Comparative tissue expression of GH18 genes in zebrafish (drer), pike (eluc), rainbow trout (omyk), and Atlantic salmon (ssal). n≥1. The phylogenetic tree is a simplified version of figure 1B and the lines do not represent real evolutionary distances. Yellow and red circles represent the teleost-specific whole-genome duplication (Ts3R) and salmonid-specific whole-genome duplication (Ss4R), respectively. Solid light grey lines indicate the phylogenetic position of a spotted gar, but expression data were not analyzed for this outgroup. The tissue expression panel shows gene expression of GH18 genes in the following tissues: ey = eye, gi = gill, hk = head kidney, he = heart, li = liver, st = stomach, pc = pyloric caeca, gu = midgut, sp = spleen and sk = skin. Colored boxes indicate gene expression in the range of 0 to 15 log2(TPM + 1) values, while diagonal lines represent missing data.

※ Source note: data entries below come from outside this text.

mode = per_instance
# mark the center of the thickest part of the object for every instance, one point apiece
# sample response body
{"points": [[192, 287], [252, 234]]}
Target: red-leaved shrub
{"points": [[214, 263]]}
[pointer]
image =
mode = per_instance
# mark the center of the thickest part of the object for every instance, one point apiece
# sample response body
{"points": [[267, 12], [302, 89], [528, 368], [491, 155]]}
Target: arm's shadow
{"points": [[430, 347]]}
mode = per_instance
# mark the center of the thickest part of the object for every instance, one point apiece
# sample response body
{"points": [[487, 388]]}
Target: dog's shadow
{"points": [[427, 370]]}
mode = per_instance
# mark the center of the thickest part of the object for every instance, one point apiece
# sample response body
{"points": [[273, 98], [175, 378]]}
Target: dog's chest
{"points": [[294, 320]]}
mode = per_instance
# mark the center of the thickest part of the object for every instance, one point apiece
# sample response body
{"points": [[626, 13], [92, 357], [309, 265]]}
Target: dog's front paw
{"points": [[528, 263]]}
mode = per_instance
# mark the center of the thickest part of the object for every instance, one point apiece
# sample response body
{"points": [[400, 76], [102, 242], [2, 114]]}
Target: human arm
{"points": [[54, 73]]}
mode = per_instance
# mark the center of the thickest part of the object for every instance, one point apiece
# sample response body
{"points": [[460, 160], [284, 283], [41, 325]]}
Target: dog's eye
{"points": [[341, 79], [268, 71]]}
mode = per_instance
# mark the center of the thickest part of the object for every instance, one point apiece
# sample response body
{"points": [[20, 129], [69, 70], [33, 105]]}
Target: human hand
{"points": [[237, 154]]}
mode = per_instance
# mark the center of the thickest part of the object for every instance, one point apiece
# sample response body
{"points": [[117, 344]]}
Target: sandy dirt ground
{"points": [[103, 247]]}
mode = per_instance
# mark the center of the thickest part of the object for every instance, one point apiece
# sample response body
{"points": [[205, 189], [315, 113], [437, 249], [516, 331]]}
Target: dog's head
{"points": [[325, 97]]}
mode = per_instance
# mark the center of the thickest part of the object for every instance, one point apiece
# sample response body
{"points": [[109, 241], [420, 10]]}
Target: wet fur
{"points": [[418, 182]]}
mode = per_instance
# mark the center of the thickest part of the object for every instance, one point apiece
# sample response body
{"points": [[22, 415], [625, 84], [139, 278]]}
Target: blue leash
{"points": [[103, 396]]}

CHIA genes displayed the most conserved tissue expression regulation across all species with stomach-specific expression. A similar stomach bias is also observed for CHIA in mice, bats, pigs, chickens, and humans indicating that CHIA enzymes share an important gastric function that is conserved across fish, mammals, and birds (Boot et al. 2001; Strobel et al. 2013; Ohno et al. 2016; Tabata, Kashimura, Wakita, Ohno, Sakaguchi, Sugahara, Kino, et al. 2017; Tabata, Kashimura, Wakita, Ohno, Sakaguchi, Sugahara, Imamura, et al. 2017; Tabata et al. 2019). Notably, the agastric (stomach-less) zebrafish do not express genes related to gastric functions, including CHIA genes.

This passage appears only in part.